Use of automated sample preparation techniques with GC-SQ, QQQ, and QTOF for aqueous samples

Importance of the Topic

Automated sample preparation techniques integrated with gas chromatography and advanced mass spectrometry are indispensable for trace analysis in environmental water, food and beverage, pharmaceutical and forensic applications. They enhance throughput, reproducibility and detection limits for challenging analytes in aqueous and complex matrices.

Objectives and Study Overview

This work evaluates established automated workflows—instrument top sample preparation, stir bar sorptive extraction, automatic tube exchange and dynamic headspace sampling—coupled to GC single quadrupole, triple quadrupole and QTOF mass spectrometers.
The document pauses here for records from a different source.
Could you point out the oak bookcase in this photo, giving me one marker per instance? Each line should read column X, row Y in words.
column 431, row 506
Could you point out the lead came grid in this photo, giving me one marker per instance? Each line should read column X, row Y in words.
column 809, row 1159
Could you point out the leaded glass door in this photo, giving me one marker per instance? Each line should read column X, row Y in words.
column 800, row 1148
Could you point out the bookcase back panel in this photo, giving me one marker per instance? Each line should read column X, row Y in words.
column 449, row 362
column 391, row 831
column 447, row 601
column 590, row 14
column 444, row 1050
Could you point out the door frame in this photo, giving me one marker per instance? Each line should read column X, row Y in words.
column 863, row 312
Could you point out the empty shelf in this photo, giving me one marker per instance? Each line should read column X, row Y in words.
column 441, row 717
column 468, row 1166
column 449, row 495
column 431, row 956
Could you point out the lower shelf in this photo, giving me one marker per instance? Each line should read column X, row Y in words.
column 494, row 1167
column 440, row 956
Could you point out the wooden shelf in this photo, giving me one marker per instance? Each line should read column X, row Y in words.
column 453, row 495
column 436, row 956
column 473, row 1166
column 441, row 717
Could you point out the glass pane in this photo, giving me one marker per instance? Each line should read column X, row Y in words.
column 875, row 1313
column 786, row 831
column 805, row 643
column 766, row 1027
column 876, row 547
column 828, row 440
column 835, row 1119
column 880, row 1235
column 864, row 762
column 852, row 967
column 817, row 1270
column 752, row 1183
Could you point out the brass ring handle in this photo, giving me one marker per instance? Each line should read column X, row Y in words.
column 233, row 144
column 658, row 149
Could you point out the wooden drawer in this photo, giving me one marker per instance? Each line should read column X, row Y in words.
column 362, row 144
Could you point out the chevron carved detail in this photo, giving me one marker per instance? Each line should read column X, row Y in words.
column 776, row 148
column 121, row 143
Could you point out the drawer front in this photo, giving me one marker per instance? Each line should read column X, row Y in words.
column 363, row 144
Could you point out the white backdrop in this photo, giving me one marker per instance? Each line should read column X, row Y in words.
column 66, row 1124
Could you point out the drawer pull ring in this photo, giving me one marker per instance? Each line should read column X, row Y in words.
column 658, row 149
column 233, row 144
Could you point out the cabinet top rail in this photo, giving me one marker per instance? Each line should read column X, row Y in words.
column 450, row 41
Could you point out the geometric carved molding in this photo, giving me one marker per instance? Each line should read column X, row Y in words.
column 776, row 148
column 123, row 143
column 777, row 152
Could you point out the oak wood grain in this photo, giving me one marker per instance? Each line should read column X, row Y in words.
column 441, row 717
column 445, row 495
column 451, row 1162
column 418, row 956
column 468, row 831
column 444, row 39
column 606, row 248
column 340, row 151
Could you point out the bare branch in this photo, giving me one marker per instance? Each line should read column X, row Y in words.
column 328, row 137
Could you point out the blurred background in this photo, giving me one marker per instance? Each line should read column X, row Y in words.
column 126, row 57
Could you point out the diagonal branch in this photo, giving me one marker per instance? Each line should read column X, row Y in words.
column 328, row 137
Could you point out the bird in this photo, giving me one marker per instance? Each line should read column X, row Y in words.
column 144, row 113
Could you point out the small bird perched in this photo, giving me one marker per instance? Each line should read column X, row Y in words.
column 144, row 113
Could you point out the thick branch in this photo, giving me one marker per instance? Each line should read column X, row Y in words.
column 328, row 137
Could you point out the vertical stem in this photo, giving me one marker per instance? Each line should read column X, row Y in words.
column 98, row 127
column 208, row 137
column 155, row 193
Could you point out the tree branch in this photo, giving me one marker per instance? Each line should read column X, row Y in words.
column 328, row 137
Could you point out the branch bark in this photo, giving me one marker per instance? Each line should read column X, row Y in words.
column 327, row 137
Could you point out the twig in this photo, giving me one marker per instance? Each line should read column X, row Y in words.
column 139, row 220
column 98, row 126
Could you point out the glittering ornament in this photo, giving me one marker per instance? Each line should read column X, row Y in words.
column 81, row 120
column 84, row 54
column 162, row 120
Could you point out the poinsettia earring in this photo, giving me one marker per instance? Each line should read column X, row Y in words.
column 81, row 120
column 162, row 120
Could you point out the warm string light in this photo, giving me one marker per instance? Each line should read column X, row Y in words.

Key aims include achieving low ng/L quantitation of NDMA and metaldehyde in water and extending methods to taste and odour compounds and volatiles in distilled spirits.
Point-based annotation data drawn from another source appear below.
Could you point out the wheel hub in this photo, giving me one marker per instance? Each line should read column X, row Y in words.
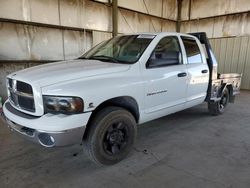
column 116, row 137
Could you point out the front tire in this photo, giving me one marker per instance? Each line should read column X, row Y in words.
column 217, row 108
column 111, row 136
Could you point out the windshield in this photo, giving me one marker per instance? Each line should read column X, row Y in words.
column 121, row 49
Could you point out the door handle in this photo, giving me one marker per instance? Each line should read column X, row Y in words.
column 204, row 71
column 182, row 74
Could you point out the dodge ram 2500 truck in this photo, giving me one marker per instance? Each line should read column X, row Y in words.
column 101, row 97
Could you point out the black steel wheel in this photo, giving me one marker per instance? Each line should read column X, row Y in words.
column 218, row 107
column 111, row 136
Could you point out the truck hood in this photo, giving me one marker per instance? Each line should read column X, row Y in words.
column 53, row 73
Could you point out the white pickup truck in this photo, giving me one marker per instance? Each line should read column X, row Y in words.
column 101, row 97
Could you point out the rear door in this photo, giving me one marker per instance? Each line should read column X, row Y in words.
column 198, row 71
column 166, row 77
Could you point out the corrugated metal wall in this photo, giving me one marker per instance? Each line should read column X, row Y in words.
column 233, row 55
column 39, row 31
column 227, row 24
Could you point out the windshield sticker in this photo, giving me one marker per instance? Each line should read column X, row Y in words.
column 145, row 36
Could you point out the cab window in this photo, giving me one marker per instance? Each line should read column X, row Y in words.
column 192, row 50
column 167, row 52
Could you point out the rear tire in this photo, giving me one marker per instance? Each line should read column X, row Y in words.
column 111, row 136
column 217, row 108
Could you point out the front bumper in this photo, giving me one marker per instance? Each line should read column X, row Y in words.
column 48, row 130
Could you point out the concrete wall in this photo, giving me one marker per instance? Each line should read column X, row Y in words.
column 33, row 32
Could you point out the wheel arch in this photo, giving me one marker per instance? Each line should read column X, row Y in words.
column 126, row 102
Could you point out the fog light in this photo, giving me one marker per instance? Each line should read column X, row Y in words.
column 46, row 140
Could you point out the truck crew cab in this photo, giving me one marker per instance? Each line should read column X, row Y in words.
column 101, row 97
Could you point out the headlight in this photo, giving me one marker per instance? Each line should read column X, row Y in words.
column 65, row 105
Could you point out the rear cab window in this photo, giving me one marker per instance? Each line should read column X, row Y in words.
column 166, row 53
column 192, row 50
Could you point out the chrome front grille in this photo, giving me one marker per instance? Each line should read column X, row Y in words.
column 21, row 95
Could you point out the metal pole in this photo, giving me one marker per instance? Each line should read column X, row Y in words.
column 114, row 17
column 178, row 24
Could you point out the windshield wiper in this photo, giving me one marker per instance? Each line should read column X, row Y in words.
column 106, row 58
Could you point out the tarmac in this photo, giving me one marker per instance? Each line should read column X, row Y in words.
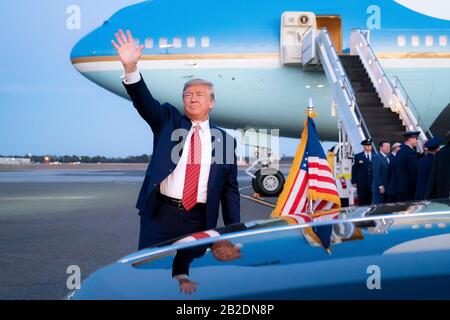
column 53, row 217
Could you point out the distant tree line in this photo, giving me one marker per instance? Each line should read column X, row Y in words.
column 82, row 159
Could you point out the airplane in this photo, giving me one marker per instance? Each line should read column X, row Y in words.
column 245, row 48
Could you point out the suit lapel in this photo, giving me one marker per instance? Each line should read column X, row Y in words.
column 213, row 168
column 187, row 125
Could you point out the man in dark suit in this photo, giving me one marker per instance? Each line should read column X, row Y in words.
column 406, row 168
column 380, row 169
column 391, row 196
column 424, row 165
column 193, row 167
column 362, row 173
column 439, row 184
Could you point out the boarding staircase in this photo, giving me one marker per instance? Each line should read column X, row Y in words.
column 365, row 101
column 368, row 104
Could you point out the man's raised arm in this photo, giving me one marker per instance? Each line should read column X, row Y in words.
column 149, row 108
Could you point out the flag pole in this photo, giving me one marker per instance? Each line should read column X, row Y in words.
column 311, row 114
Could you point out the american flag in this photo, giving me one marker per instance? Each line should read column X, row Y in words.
column 310, row 186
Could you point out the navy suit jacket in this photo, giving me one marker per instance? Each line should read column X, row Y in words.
column 406, row 170
column 380, row 170
column 362, row 170
column 164, row 120
column 392, row 182
column 424, row 165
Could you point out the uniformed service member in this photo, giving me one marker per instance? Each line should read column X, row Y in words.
column 405, row 171
column 424, row 165
column 362, row 173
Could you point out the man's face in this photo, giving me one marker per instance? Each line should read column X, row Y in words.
column 385, row 148
column 413, row 141
column 197, row 102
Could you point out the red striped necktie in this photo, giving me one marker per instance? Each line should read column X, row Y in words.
column 191, row 178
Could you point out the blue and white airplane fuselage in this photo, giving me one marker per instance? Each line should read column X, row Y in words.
column 236, row 45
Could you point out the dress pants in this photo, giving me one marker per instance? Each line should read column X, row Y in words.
column 364, row 196
column 168, row 223
column 378, row 198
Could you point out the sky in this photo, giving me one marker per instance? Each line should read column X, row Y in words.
column 46, row 106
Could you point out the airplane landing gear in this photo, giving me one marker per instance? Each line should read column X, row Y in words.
column 266, row 181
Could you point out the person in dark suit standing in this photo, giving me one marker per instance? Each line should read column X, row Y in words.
column 406, row 168
column 424, row 165
column 380, row 169
column 391, row 196
column 193, row 166
column 439, row 184
column 362, row 173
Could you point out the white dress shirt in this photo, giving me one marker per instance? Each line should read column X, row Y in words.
column 172, row 186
Methods and Sample Preparation Techniques

Several automated sample preparation workflows were applied:

• Instrument Top Sample Preparation (ITSP): small‐scale SPE cartridges (15–35 mg) for enrichment of aqueous samples and large volume injections
• Stir Bar Sorptive Extraction (SBSE) with PDMS twisters: concentration of hydrophobic analytes via passive stirring, enabling up to 1000-fold enrichment
• Automatic Tube Exchange (ATEX): thermal desorption of volatiles in solid or viscous matrices, isolating non-volatile residue
• Dynamic Headspace Sampling (DHS): controlled incubation and dual needle trapping for efficient volatile capture from beverages

Used Instrumentation

• Gerstel MPS robotic sample preparation platform with dual head and thermal desorption unit (PTV inlet)
• Agilent gas chromatograph coupled to single quadrupole, triple quadrupole and quadrupole time-of-flight mass spectrometers
• ITSP SPE cartridges packed with C18 and specialty sorbents
• PDMS twister stir bars (20 mm × 1.0 mm id and 2 cm × 0.5 mm)
• Dynamic headspace module with double needle trap and trap desorption interface
• Centrifuge and mixer CF200 for pre-treatment of viscous samples

Main Results and Discussion

Robust calibration and sensitivity were achieved:

• NDMA quantitation to 0.125 ng/mL with 25× enrichment and R2 > 0.9995
• Metaldehyde quantitation from 40 to 800 ng/L with R2 = 0.9993, recoveries > 94 % and RSD < 6 %
• Taste and odour compounds monitored from 1 to 120 ng/L with R2 > 0.992 in collaboration with Severn Trent Water
• SBSE delivered precision (RSD 1.7–8.7 %) and linearity (R2 0.989–0.997) for malodourants at 0.02 μg/L
• GC-QTOF provided accurate mass filtering (≈5 ppm mass accuracy) and deconvolution for pesticide residues in complex fruit extracts
• DHS outperformed static headspace in volatile profiling of gin, revealing enhanced peak intensities and richer compound coverage

Benefits and Practical Applications

The automated platforms reduce manual handling, boost sample throughput beyond 200 samples/week and ensure consistent quantitation at trace levels. They support regulatory compliance for water quality, flavour profiling in the beverage industry, pesticide residue screening in food and process control in petrochemical and pharmaceutical sectors.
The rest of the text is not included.